María se levantó y se puso en camino deprisa hacia la montaña, a una ciudad de Judá; entró en casa de Zacarías y saludó a Isabel. Y sucedió que, en cuanto oyó Isabel el saludo de María, saltó de gozo el niño en su seno, e Isabel quedó llena del Espíritu Santo; y exclamando con gran voz, dijo: «¡Bendita tú entre las mujeres y bendito el fruto de tu vientre! ¿Quién soy yo para que me visite la madre de mi Señor? Porque, apenas llegó a mis oídos la voz de tu saludo, saltó de gozo el niño en mi seno. ¡Feliz la que ha creído que se cumplirían las cosas que le fueron dichas de parte del Señor!»

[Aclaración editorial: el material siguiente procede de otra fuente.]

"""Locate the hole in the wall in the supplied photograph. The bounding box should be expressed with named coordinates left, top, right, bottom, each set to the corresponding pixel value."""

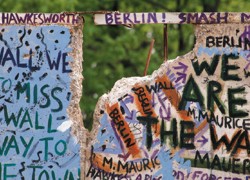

left=81, top=22, right=196, bottom=131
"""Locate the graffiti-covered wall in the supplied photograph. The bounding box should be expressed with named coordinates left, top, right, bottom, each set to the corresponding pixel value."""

left=85, top=23, right=250, bottom=179
left=0, top=13, right=84, bottom=179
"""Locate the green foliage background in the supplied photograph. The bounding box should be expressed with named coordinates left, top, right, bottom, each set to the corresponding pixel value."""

left=1, top=0, right=250, bottom=130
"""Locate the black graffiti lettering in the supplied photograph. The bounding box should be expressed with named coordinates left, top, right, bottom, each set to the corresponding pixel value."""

left=191, top=110, right=250, bottom=130
left=137, top=116, right=158, bottom=150
left=192, top=55, right=220, bottom=76
left=133, top=86, right=154, bottom=117
left=244, top=69, right=250, bottom=78
left=211, top=154, right=222, bottom=170
left=243, top=159, right=250, bottom=174
left=117, top=161, right=129, bottom=172
left=206, top=36, right=215, bottom=47
left=116, top=120, right=124, bottom=131
left=232, top=158, right=240, bottom=174
left=207, top=80, right=225, bottom=114
left=231, top=130, right=250, bottom=156
left=87, top=165, right=125, bottom=179
left=192, top=54, right=243, bottom=82
left=103, top=157, right=113, bottom=169
left=187, top=107, right=196, bottom=118
left=145, top=81, right=174, bottom=93
left=160, top=118, right=178, bottom=148
left=178, top=75, right=205, bottom=110
left=194, top=151, right=250, bottom=175
left=86, top=165, right=96, bottom=178
left=142, top=159, right=151, bottom=171
left=221, top=54, right=241, bottom=81
left=228, top=87, right=248, bottom=118
left=180, top=121, right=195, bottom=149
left=222, top=157, right=231, bottom=172
left=210, top=123, right=242, bottom=152
left=194, top=150, right=210, bottom=168
left=124, top=138, right=135, bottom=148
left=243, top=119, right=250, bottom=130
left=109, top=108, right=136, bottom=148
left=113, top=158, right=159, bottom=174
left=205, top=36, right=250, bottom=49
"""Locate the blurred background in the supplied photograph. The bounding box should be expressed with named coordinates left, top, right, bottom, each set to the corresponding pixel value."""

left=1, top=0, right=250, bottom=130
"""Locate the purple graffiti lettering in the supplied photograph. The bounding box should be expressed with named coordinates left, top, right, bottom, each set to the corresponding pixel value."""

left=119, top=99, right=137, bottom=122
left=124, top=94, right=134, bottom=104
left=192, top=171, right=203, bottom=179
left=173, top=62, right=188, bottom=84
left=105, top=13, right=113, bottom=24
left=241, top=13, right=250, bottom=23
left=157, top=91, right=171, bottom=121
left=134, top=13, right=140, bottom=24
left=151, top=93, right=157, bottom=107
left=245, top=53, right=250, bottom=70
left=240, top=26, right=250, bottom=41
left=147, top=13, right=158, bottom=23
left=175, top=72, right=187, bottom=84
left=123, top=13, right=133, bottom=24
left=114, top=13, right=122, bottom=25
left=240, top=26, right=250, bottom=70
left=197, top=135, right=208, bottom=146
left=173, top=62, right=188, bottom=72
left=118, top=152, right=130, bottom=161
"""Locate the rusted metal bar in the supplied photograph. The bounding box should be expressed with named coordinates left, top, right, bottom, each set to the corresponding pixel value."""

left=163, top=24, right=168, bottom=61
left=63, top=11, right=117, bottom=15
left=143, top=39, right=155, bottom=76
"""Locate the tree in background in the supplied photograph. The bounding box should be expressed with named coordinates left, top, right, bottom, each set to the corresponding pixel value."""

left=0, top=0, right=250, bottom=130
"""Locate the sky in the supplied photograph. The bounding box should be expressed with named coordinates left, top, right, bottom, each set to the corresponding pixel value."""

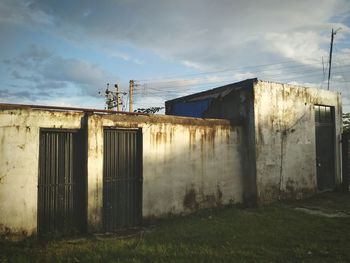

left=0, top=0, right=350, bottom=112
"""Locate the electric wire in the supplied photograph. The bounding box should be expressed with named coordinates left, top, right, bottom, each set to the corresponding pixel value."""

left=136, top=58, right=324, bottom=82
left=132, top=55, right=350, bottom=108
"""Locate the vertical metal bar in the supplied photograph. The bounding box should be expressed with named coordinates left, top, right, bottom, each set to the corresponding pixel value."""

left=55, top=132, right=58, bottom=232
left=66, top=133, right=70, bottom=232
left=116, top=131, right=119, bottom=229
left=51, top=133, right=54, bottom=233
left=138, top=128, right=143, bottom=225
left=38, top=132, right=43, bottom=235
left=110, top=131, right=114, bottom=231
left=132, top=132, right=136, bottom=226
left=129, top=132, right=132, bottom=227
left=67, top=133, right=70, bottom=232
left=45, top=132, right=49, bottom=234
left=129, top=132, right=132, bottom=226
left=70, top=132, right=73, bottom=232
left=108, top=130, right=111, bottom=231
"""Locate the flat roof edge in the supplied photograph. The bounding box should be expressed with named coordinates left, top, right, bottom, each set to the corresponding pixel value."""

left=0, top=103, right=148, bottom=116
left=0, top=102, right=242, bottom=126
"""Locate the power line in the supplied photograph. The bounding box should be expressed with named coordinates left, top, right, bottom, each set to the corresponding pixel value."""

left=135, top=64, right=349, bottom=93
left=132, top=56, right=350, bottom=109
left=136, top=58, right=324, bottom=82
left=133, top=70, right=350, bottom=96
left=139, top=61, right=324, bottom=85
left=133, top=66, right=350, bottom=92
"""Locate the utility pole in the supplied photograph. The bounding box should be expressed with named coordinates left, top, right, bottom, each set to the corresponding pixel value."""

left=115, top=84, right=121, bottom=111
left=129, top=80, right=134, bottom=112
left=327, top=28, right=341, bottom=90
left=102, top=83, right=126, bottom=111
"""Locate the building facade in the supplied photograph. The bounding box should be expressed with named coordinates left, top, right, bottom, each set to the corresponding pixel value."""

left=0, top=79, right=343, bottom=239
left=0, top=106, right=243, bottom=238
left=166, top=79, right=343, bottom=202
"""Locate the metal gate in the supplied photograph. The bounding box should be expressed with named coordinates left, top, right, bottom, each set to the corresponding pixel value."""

left=314, top=105, right=335, bottom=191
left=38, top=129, right=86, bottom=236
left=103, top=129, right=142, bottom=232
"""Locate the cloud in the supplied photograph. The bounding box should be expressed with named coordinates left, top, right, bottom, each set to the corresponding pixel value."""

left=5, top=0, right=345, bottom=92
left=110, top=51, right=144, bottom=65
left=264, top=31, right=328, bottom=66
left=1, top=0, right=350, bottom=109
left=0, top=0, right=54, bottom=26
left=2, top=1, right=350, bottom=72
left=3, top=45, right=117, bottom=98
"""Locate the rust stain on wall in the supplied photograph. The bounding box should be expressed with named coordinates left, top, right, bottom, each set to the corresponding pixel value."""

left=155, top=131, right=167, bottom=145
left=199, top=128, right=217, bottom=153
left=150, top=130, right=166, bottom=147
left=226, top=130, right=231, bottom=144
left=169, top=126, right=175, bottom=143
left=189, top=128, right=196, bottom=150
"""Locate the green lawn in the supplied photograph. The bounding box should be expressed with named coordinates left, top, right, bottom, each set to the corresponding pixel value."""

left=1, top=192, right=350, bottom=263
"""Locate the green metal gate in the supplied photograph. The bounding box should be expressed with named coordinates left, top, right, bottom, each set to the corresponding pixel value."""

left=38, top=129, right=86, bottom=236
left=314, top=105, right=336, bottom=191
left=103, top=129, right=142, bottom=232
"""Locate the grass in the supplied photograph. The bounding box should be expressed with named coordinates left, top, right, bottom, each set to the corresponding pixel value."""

left=1, top=192, right=350, bottom=263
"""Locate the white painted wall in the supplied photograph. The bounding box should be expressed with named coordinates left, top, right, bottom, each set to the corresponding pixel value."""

left=87, top=114, right=243, bottom=231
left=0, top=108, right=243, bottom=237
left=0, top=108, right=83, bottom=237
left=253, top=81, right=342, bottom=202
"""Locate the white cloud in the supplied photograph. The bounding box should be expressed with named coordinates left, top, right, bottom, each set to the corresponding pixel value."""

left=3, top=45, right=118, bottom=99
left=110, top=51, right=144, bottom=65
left=264, top=31, right=329, bottom=67
left=2, top=1, right=350, bottom=74
left=0, top=0, right=54, bottom=26
left=1, top=0, right=350, bottom=109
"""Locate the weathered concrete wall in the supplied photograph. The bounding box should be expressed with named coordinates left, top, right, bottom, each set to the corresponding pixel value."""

left=0, top=108, right=83, bottom=238
left=87, top=114, right=244, bottom=231
left=203, top=83, right=257, bottom=206
left=253, top=80, right=342, bottom=202
left=0, top=108, right=244, bottom=237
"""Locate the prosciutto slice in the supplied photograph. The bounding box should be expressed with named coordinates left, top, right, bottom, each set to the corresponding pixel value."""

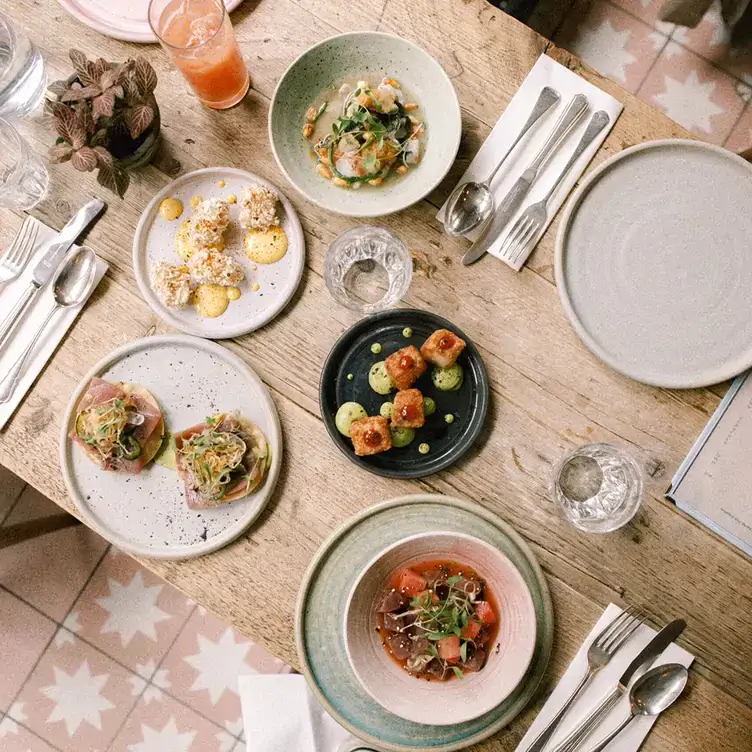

left=71, top=378, right=164, bottom=474
left=175, top=413, right=269, bottom=509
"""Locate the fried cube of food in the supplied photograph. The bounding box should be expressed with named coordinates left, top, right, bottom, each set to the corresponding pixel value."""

left=392, top=388, right=425, bottom=429
left=384, top=345, right=427, bottom=390
left=350, top=415, right=392, bottom=457
left=420, top=329, right=466, bottom=369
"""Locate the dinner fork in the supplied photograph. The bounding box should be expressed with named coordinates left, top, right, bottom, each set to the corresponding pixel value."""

left=0, top=217, right=38, bottom=285
left=523, top=605, right=644, bottom=752
left=500, top=111, right=610, bottom=267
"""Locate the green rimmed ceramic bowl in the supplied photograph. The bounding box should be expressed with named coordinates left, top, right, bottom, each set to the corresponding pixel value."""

left=269, top=32, right=462, bottom=218
left=295, top=495, right=554, bottom=751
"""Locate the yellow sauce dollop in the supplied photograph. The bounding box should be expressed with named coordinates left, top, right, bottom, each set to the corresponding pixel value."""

left=174, top=219, right=196, bottom=261
left=226, top=286, right=241, bottom=301
left=251, top=282, right=260, bottom=292
left=217, top=180, right=226, bottom=188
left=159, top=197, right=183, bottom=221
left=194, top=284, right=230, bottom=318
left=244, top=226, right=289, bottom=264
left=226, top=194, right=238, bottom=204
left=190, top=195, right=202, bottom=208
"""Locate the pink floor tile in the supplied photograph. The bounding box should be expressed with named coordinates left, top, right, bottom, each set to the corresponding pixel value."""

left=71, top=547, right=194, bottom=677
left=638, top=41, right=749, bottom=143
left=555, top=0, right=668, bottom=93
left=0, top=589, right=56, bottom=713
left=111, top=689, right=236, bottom=752
left=610, top=0, right=675, bottom=31
left=160, top=606, right=290, bottom=730
left=0, top=487, right=108, bottom=620
left=0, top=713, right=57, bottom=752
left=12, top=630, right=140, bottom=752
left=725, top=104, right=752, bottom=152
left=0, top=467, right=25, bottom=522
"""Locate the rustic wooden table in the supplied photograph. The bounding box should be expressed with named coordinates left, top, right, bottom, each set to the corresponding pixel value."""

left=1, top=1, right=750, bottom=749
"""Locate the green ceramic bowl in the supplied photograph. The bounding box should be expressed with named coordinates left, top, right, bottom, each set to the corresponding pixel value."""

left=269, top=31, right=462, bottom=217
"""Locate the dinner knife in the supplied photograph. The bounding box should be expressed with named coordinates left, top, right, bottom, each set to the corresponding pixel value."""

left=549, top=618, right=687, bottom=752
left=0, top=198, right=104, bottom=352
left=461, top=93, right=588, bottom=266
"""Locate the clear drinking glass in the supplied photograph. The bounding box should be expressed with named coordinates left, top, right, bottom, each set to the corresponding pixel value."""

left=0, top=118, right=49, bottom=210
left=551, top=443, right=643, bottom=533
left=0, top=13, right=46, bottom=118
left=324, top=226, right=413, bottom=314
left=148, top=0, right=250, bottom=110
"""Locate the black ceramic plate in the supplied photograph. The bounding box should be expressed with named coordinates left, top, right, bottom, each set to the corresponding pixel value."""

left=320, top=309, right=489, bottom=478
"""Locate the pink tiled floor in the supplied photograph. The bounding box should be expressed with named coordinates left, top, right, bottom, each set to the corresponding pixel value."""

left=543, top=0, right=752, bottom=152
left=0, top=466, right=288, bottom=752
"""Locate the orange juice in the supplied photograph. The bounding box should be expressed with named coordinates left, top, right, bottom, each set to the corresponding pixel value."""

left=149, top=0, right=250, bottom=110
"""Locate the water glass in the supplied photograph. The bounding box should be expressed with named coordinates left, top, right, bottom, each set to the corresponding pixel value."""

left=324, top=226, right=412, bottom=314
left=551, top=443, right=643, bottom=533
left=0, top=13, right=46, bottom=118
left=0, top=118, right=48, bottom=210
left=149, top=0, right=249, bottom=110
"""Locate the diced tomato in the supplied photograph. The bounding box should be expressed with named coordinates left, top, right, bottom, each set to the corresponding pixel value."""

left=396, top=568, right=427, bottom=597
left=437, top=635, right=462, bottom=663
left=415, top=589, right=439, bottom=605
left=475, top=601, right=496, bottom=626
left=461, top=619, right=482, bottom=640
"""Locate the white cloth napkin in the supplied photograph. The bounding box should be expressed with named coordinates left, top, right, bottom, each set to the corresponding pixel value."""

left=239, top=674, right=376, bottom=752
left=515, top=603, right=694, bottom=752
left=438, top=54, right=623, bottom=271
left=0, top=216, right=108, bottom=429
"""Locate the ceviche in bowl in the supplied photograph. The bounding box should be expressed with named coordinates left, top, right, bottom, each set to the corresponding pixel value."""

left=304, top=76, right=424, bottom=188
left=344, top=531, right=537, bottom=726
left=269, top=31, right=461, bottom=217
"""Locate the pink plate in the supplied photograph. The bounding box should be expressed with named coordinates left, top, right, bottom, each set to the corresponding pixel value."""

left=57, top=0, right=244, bottom=43
left=344, top=531, right=537, bottom=726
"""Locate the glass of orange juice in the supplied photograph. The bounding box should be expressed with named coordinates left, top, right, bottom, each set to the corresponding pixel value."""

left=148, top=0, right=250, bottom=110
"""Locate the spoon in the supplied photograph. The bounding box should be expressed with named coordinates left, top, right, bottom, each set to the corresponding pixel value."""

left=442, top=86, right=560, bottom=237
left=586, top=663, right=688, bottom=752
left=0, top=246, right=97, bottom=404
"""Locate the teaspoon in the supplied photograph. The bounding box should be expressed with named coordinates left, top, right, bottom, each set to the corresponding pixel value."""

left=443, top=86, right=560, bottom=237
left=0, top=246, right=97, bottom=404
left=586, top=663, right=688, bottom=752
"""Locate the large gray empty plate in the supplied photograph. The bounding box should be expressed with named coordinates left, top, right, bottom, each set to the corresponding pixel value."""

Y María dijo: «Proclama mi alma la grandeza del Señor, se alegra mi espíritu en Dios, mi salvador; porque ha mirado la humillación de su esclava. Desde ahora me felicitarán todas las generaciones, porque el Poderoso ha hecho obras grandes por mí: su nombre es santo, y su misericordia llega a sus fieles de generación en generación. Él hace proezas con su brazo: dispersa a los soberbios de corazón, derriba del trono a los poderosos y enaltece a los humildes, a los hambrientos los colma de bienes y a los ricos los despide vacíos. Auxilia a Israel, su siervo, acordándose de la misericordia –como lo había prometido a nuestros padres– en favor de Abrahán y su descendencia para siempre».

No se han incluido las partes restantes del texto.